El día después: La hora de sumar a todos los talentos
Cuando se vuelve la vista atrás, la distancia que hay entre lo que fue y lo que pudo ser muchas veces provoca estremecimiento. Es que saber que lo que pasó pudo no haber pasado y viceversa (lo que no pasó pudo haber pasado), cuando es muy frágil la frontera entre uno u otro desenlace, hace que uno tenga una sensación de desnudez frente al destino.
En el fútbol, cuando la suerte se define por penales es tan fugaz, tan pequeña esa diferencia que parece que la tarea de intentar controlar el destino, en la que mucho empeño ponemos cada día en esta vida (llegamos con sólo una certeza; lo demás se hace al andar), se vuelve casi un imposible.
No es lo mismo ganar o perder jugando de arco a arco durante el tiempo que dure un partido (con alargue incluido), que echar todo lo que se ha pensado, luchado y creado a una definición con remates desde los 12 pasos, frente a un arco solo. En el juego pueden influir muchos elementos para que las cosas resulten de un modo, pero por más que uno proteste contra la manera en que se dieron o disfrute de esos, sabe que, al fin y al cabo, así son las reglas.

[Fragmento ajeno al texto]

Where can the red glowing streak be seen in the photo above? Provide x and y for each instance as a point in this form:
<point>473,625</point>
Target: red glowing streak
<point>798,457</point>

Pero en los penales… puff, qué bravo se pone todo. Frente a la pantalla uno se aferra a objetos e incluso pensamientos que cree que pueden torcer el rumbo a nuestro favor, y se deja atropellar por el corazón que, frente a esa delgadísima línea que divide lo que pasa y lo que no, no tiene más remedio que llevar los latidos a marcha forzada.
Sin embargo, cuesta creer que los penales son pura lotería, como se suele repetir. Más bien pasa que en esa instancia son otras las cualidades que deben hacerse pesar, o acaso son las mismas pero con mayor exigencia. Por ejemplo: personalidad, decisión, confianza, velocidad de reflejos, intuición, buena lectura de los movimientos del oponente. Es decir, lo que se necesita siempre para lograr algo, pero subrayado y en un instante.
Cada uno sabe hasta que punto llegó su sufrimiento en el tremendo final de duelo frente a Holanda. Lo maravilloso fue que pasamos nosotros, aunque nos hayamos inundado de lágrimas en el festejo. El día después de los penales, esa tibia caricia que sólo pueden dar victorias así se reflejaban en las caras de la gente que trajinaba la ciudad.
De todos modos, nada de lo pensado, luchado y creado fue en vano: precisamente, sirvió para llegar a los penales, y si en algún momento arañamos el gol de la liberación, también se nos subió la agonía a la garganta (la tapada de Mascherano a Robben será la eterno foto que prueba que también se puede ser héroe defendiendo).
Lo que Argentina mostró el miércoles es algo que, personalmente, uno hacía tiempo que tenía ganas de ver en una selección: jugar con inteligencia, entrega y solidaridad, sin improvisación ni soberbia, pensando en una estrategia capaz de desbaratar a la también compleja que presentará el rival, en este caso uno de los más potentes equipos que había mostrado la Copa.
El planteo que dibujó Alejandro Sabella, interpretado de gran manera por los jugadores –con algunas tareas brillantes como la de Mascherano–, realza todavía más cuando se tiene en cuenta que fue el partido más apagado de Messi.
Es bueno saber que contamos con un iluminado, pero también lo es tener un equipo que sea la suma de todos los talentos.Es lo que necesitamos para el domingo, todos los talentos sumados, incluido el de Messi.